The prison's warden says the location of the existing, and structurally sound building was a plus. He says the system was also able to arrange for inmates to be taken to the jobs they will have, while taking that last step toward release.
"We have worked with the transit authority, so we will have transportation for the inmates to and from their jobs," Patrick Mirandy, Prison Warden, told us. "It's also a benefit, because we have local highway crews, and they can give back to the community by community service out on the highways."
130 people, all of them male, will be housed here. Many will come from the now-13 year old St. Marys Correctional Center, a medium-security prison.
"The faith we have in the folks who work here, and the leadership team, is great," said Blair Couch, President, Wood County Commission. "And I know they're up for the challenge."
The center, which also will house the Parkersburg Parole offices, will provide substance abuse treatment for some of its residents.
The new correction center in Parkersburg will house minimum- security inmates, and while there's mixed opinions from people here in the valley, most people say as long as security can be kept tight, it's a good idea.
Parkersburg resident Michelle says, "I'm not concerned at all. With it being up on the hill at the old Holiday Inn, I think they'll have it under control. "
Many agree that having something take the place of an old vacant building is better than just letting the building sit.
"The place is in need of something, so I would say that's alright, as long as they can keep control," says Janet.
"I think it would be good use for the building, rather than have it sit there and waste away," says Jim.
Inmates will be required to participate in community service work. Many people think putting them to work to help out our area is a great, too.
"I personally think it's a good thing. I think it kinda helps alleviate some other problems.
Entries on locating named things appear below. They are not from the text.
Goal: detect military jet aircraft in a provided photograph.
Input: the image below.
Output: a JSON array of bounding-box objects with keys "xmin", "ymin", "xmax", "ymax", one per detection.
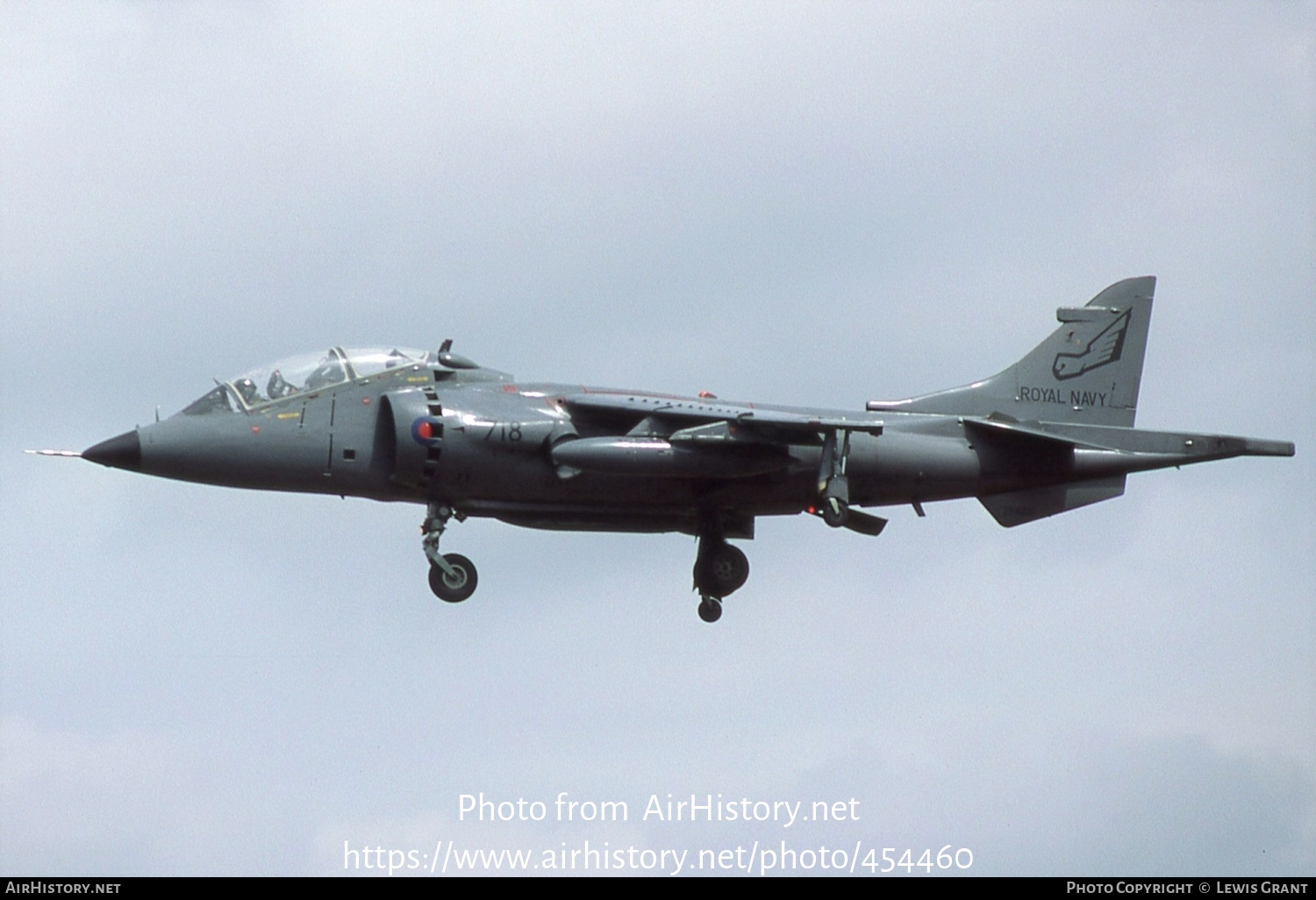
[{"xmin": 54, "ymin": 276, "xmax": 1294, "ymax": 623}]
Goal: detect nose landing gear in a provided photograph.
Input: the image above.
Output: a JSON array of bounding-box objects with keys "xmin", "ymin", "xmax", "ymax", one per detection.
[{"xmin": 420, "ymin": 503, "xmax": 479, "ymax": 603}]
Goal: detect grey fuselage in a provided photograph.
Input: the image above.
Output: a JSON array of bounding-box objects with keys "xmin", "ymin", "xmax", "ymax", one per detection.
[{"xmin": 84, "ymin": 361, "xmax": 1291, "ymax": 537}]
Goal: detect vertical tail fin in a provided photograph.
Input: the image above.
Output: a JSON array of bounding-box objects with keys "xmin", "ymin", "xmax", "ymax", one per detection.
[{"xmin": 869, "ymin": 275, "xmax": 1155, "ymax": 428}]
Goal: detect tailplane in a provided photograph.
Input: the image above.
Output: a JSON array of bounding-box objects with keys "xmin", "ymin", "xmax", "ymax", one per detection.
[{"xmin": 868, "ymin": 275, "xmax": 1155, "ymax": 428}]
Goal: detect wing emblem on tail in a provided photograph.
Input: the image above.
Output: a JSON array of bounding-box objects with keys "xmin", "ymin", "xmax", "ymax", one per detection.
[{"xmin": 1052, "ymin": 310, "xmax": 1134, "ymax": 382}]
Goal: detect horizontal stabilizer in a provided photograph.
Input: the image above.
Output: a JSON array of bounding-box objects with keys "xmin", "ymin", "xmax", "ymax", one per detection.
[
  {"xmin": 962, "ymin": 418, "xmax": 1113, "ymax": 450},
  {"xmin": 978, "ymin": 475, "xmax": 1126, "ymax": 528}
]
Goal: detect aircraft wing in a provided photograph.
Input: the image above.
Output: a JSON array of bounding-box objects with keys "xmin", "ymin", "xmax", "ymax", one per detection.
[{"xmin": 562, "ymin": 391, "xmax": 882, "ymax": 446}]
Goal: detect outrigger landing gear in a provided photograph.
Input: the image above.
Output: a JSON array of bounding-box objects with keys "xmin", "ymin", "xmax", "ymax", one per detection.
[
  {"xmin": 819, "ymin": 431, "xmax": 850, "ymax": 528},
  {"xmin": 695, "ymin": 520, "xmax": 749, "ymax": 623},
  {"xmin": 420, "ymin": 503, "xmax": 479, "ymax": 603}
]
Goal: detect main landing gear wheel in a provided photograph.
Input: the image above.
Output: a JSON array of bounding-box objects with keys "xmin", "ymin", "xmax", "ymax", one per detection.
[
  {"xmin": 699, "ymin": 542, "xmax": 749, "ymax": 599},
  {"xmin": 429, "ymin": 553, "xmax": 479, "ymax": 603}
]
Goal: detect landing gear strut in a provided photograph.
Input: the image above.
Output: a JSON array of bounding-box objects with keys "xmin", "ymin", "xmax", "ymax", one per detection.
[
  {"xmin": 694, "ymin": 521, "xmax": 749, "ymax": 623},
  {"xmin": 819, "ymin": 431, "xmax": 850, "ymax": 528},
  {"xmin": 420, "ymin": 503, "xmax": 479, "ymax": 603}
]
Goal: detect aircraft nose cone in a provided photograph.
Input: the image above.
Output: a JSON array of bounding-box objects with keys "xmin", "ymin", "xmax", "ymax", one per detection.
[{"xmin": 83, "ymin": 432, "xmax": 142, "ymax": 473}]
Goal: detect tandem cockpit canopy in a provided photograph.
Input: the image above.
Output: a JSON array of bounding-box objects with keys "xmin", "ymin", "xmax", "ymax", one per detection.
[{"xmin": 181, "ymin": 347, "xmax": 429, "ymax": 416}]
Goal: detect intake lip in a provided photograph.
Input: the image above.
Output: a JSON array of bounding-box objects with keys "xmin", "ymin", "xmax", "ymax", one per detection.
[{"xmin": 83, "ymin": 431, "xmax": 142, "ymax": 473}]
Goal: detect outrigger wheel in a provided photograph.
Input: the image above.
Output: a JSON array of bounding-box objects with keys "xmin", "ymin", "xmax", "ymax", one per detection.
[
  {"xmin": 699, "ymin": 594, "xmax": 723, "ymax": 623},
  {"xmin": 429, "ymin": 553, "xmax": 479, "ymax": 603},
  {"xmin": 695, "ymin": 529, "xmax": 749, "ymax": 623}
]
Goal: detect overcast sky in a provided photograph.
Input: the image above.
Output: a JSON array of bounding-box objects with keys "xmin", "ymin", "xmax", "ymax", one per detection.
[{"xmin": 0, "ymin": 3, "xmax": 1316, "ymax": 875}]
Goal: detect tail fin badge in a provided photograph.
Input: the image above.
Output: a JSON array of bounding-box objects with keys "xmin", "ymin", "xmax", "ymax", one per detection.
[{"xmin": 1044, "ymin": 310, "xmax": 1134, "ymax": 382}]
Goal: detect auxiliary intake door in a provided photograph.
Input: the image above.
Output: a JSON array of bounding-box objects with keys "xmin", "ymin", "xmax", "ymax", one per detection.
[{"xmin": 381, "ymin": 389, "xmax": 444, "ymax": 489}]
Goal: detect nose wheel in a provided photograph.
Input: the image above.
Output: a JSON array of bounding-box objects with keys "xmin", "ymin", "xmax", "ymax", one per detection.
[
  {"xmin": 420, "ymin": 503, "xmax": 479, "ymax": 603},
  {"xmin": 429, "ymin": 553, "xmax": 479, "ymax": 603}
]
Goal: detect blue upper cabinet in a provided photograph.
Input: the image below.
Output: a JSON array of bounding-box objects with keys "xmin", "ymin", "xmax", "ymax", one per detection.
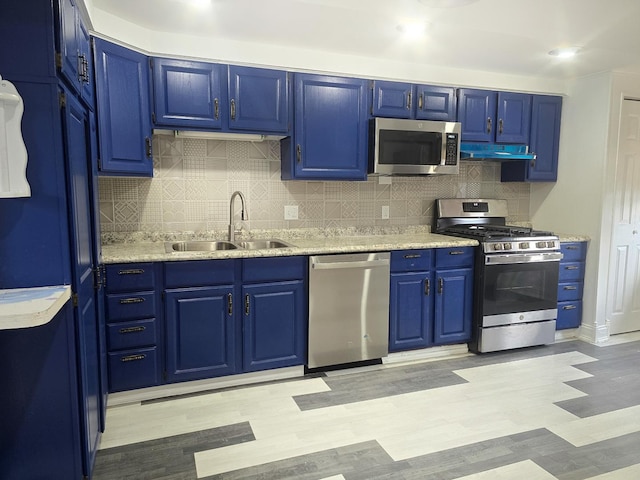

I believe it will work," says Lester Newberry.
And some people are more hesitant to say the prison is a good idea, even though the inmates aren't high risk.
"From what I understand the ones that are going to be housed there are recovering addicts or something of that sort. I don't know if they're from around the area or anything but there could be a possibility something goes wrong when you're working with criminals," says resident Reginald Henry.